Penyuluhan Kesehatan , Pemeriksaan Glukosa Darah dan Kolesterol di Dusun Pereng Wetan, Pereng, Prambanan, Klaten
Penulis/Author
Dr. Dra. Pramudji Hastuti, Apt., M.S. (1); Prof. Dr. Dra. Sunarti, M.Kes. (2); Dra. Tasmini, M.Kes (3); Dra. Prasetyastuti Apt., M.Kes. (4); dr. Arta Farmawati, Ph.D. (5); dr. Ahmad Hamim Sadewa Ph.D (6); Dr. Drs. Ngadikun, M.Biomed. (7); Prof. Dr. dr. Zainal Arifin Nang Agus S.U. (8); Dr.rer.nat. Risky Oktriani, S.Si., M.Biotech., M.Sc. (9)
Tanggal/Date
2015
Kata Kunci/Keyword
Abstrak/Abstract
Penyuluhan maupun pemeriksaan kesehatan di masyarakat secara umum selalu sangat diminati. Walaupun program pemerintah dengan BPJS sudah berjalan, pada kenyataannya masyarakat bukan pegawai negeri masih harus mengeluarkan biaya yang belum tentu terjangkau oleh masyarakat. Selain itu, program BPJS pada kenyataannya sebagian masyarakat masih belum memanfaatkannya oleh karena pengurusan administrasi yang bagi masyarakat dianggap rumit.
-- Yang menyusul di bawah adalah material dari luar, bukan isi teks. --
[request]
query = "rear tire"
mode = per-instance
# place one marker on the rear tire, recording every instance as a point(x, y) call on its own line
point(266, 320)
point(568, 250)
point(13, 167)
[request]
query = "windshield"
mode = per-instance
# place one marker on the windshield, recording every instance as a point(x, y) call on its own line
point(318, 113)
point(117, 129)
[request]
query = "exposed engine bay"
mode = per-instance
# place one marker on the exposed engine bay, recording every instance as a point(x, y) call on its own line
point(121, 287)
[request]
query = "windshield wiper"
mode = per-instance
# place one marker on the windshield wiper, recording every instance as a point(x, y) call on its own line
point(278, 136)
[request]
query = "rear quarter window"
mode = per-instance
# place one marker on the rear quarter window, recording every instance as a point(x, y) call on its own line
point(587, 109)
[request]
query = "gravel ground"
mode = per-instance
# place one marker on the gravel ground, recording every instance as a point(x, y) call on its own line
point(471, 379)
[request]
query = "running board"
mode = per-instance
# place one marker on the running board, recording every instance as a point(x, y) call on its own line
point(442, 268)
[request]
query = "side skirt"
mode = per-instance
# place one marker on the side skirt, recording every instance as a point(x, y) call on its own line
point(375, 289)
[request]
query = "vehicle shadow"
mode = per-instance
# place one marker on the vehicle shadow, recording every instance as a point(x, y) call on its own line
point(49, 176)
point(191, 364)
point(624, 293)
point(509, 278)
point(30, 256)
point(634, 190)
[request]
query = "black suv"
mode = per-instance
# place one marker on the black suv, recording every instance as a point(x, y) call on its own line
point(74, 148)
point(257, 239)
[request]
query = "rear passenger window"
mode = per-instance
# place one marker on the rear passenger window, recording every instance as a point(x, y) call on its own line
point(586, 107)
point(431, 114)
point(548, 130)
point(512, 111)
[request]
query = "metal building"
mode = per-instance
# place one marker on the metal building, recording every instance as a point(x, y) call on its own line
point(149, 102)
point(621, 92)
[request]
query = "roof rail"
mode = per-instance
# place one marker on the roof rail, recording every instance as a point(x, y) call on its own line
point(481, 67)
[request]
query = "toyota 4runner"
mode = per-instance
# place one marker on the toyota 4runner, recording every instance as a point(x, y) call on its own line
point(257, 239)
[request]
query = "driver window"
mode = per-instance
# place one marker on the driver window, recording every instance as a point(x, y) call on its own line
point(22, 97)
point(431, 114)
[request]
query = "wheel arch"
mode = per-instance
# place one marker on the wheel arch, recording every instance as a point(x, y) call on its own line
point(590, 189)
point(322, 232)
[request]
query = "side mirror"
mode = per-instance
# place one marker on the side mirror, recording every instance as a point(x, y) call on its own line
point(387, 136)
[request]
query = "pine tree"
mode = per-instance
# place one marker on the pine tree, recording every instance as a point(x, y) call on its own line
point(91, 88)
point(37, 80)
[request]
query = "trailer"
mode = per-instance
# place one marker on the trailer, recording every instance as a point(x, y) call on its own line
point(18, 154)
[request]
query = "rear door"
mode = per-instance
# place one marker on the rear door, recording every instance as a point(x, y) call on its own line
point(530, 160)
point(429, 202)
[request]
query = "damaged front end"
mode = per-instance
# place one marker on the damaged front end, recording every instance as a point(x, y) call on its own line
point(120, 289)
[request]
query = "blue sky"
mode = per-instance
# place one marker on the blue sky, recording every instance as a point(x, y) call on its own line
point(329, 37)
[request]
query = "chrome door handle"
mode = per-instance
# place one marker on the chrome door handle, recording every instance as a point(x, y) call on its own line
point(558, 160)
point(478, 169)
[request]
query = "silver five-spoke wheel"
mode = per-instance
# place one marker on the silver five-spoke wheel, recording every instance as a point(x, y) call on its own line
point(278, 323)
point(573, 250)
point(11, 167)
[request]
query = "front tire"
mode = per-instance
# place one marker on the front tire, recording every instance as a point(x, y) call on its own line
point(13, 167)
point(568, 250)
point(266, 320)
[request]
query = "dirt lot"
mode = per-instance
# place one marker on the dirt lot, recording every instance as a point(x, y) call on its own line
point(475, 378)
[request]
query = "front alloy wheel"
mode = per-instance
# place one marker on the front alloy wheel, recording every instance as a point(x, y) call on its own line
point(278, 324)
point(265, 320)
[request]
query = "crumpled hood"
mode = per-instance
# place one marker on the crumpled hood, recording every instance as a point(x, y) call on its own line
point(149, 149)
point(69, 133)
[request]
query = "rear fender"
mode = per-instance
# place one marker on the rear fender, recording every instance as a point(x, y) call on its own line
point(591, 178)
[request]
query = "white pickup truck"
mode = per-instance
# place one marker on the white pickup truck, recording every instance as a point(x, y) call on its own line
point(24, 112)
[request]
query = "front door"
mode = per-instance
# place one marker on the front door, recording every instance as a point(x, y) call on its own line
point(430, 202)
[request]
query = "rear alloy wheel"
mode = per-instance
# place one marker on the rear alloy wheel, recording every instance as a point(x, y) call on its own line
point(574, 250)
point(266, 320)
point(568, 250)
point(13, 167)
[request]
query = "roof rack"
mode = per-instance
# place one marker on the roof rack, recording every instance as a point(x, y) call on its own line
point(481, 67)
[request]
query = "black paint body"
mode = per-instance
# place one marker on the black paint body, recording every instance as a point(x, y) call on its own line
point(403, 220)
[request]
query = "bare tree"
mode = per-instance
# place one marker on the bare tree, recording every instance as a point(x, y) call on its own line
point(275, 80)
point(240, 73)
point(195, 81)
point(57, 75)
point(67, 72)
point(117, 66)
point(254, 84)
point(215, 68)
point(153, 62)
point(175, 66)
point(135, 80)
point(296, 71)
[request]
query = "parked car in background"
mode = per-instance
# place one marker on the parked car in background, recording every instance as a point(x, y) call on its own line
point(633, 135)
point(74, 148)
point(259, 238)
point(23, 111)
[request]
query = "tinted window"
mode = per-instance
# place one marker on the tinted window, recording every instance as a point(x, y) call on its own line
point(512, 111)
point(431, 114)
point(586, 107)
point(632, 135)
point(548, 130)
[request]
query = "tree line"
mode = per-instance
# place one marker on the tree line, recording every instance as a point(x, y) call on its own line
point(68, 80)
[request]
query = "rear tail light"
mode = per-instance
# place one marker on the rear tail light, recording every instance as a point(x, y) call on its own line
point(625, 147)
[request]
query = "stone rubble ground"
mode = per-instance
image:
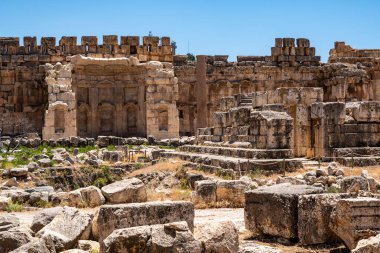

Oleh karena itu, pengabdian masyarakat dengan pemberian penyuluhan, pemeriksaan kimiawi darah maupun pengobatan gratis masih sangat dibutuhkan oleh masyarakat tertentu terutama di lingkungan yang sosial ekonominya lemah dan taraf pendidikannya menengah ke bawah.
Pada pengabdian masyarakat ini diperiksa 111 orang, laki-laki 48 orang dan perempuan 63 orang dengan rentang umur antara 4 - 87 tahun. Dari 111 orang yang diperiksa, sebagian besar penyakit yang diderita di masyarakat tersebut adalah mialgia (22 orang), diikuti tekanan darah tinggi dan common cold (masing-masing 16 orang). Hanya 4 orang ditemukan mengalami DM. Disimpulkan bahwa dari sejumlah penduduk yang memeriksakan diri pada pengabdian masyarakat ini hanya sekitar 13% yang mengalami sindroma metabolic.